So how was the movie? What are the extras? Check out the rest of our review after the jump.

The movie:

Although it’s absolutely damning with faint praise, Fantastic Four: Rise of the Silver Surfer is a marked improvement over the first Fantastic Four, which somehow managed the feat of making a big-budgeted Hollywood superhero movie more excrutiatingly dull and moronic than usual.

Rise of the Silver Surfer maintains some of the problems the first film — and many of today’s blockbusters — has: it delusionally thinks it’s some kind of masterpiece, it’s predictible and lazily written, lacks storytelling logic, thinks its audience is a bunch of complete idiots (the main signifier here is any plot-recap dialogue that starts with: “so what you’re saying is…” or “are you telling me that…”), and poorly cast. Julian McMahon is still just about the worst, most toothless Doctor Doom possible, and Jessica Alba, one of the most beautiful women on the planet, just looks weird. In short, like the majority of Hollywood product these days it’s a flat, crowd-pleasing, test-marketed-to-death mediocrity without any self-awareness or charm or style or imagination.

That all said, it is thankfully zippier than the first film, and there are a couple neat-o scenes with the Surfer. A future weekend afternoon rainy day diversion for the kids while you nap/get drunk/cruise for internet porn is essentially what we’re talking about here.

The extras (Power Cosmic Edition):

Here’s where things get a little curious. There’s the who cares? de rigueur stuff: commentaries from the ironically surnamed Tim Story, Avi Arad, writer Don Payne, and editors Peter S. Elliott and William Hoy; extended and deleted scenes; Making Of doc; and Interactive Fantasticar.

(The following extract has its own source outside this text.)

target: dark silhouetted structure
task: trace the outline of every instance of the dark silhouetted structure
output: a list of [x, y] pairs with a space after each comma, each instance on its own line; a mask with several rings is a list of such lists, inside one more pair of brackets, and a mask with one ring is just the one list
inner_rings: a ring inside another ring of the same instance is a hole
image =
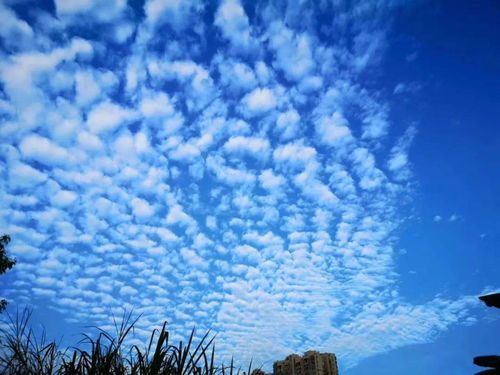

But then, randomly enough, there are a few genuinely watchable featurettes, the best of which — and the reason most superhero comic fans will want to check this DVD out — is a punchy half-hour number called “Comic Book Origins of the Silver Surfer.” It’s a genuinely well-produced documentary where the Surfer’s most “famous” writers — Stan Lee, Jim Starlin, Steve Englehart, Ron Marz, and J.M. DeMatteis — thoughtfully and artfully deconstruct and reflect on the character’s history and various motivations and meanings. Among other revelations, Stan the Man even goes as far to directly credit Jack Kirby with inventing the Surfer. No kidding. About half way through this featurette The Old Lady™ said, “this is way more interesting than the actual movie.”

The other featurettes include in-depth looks at the Fantasticar, Power Cosmic, character design, and musical score.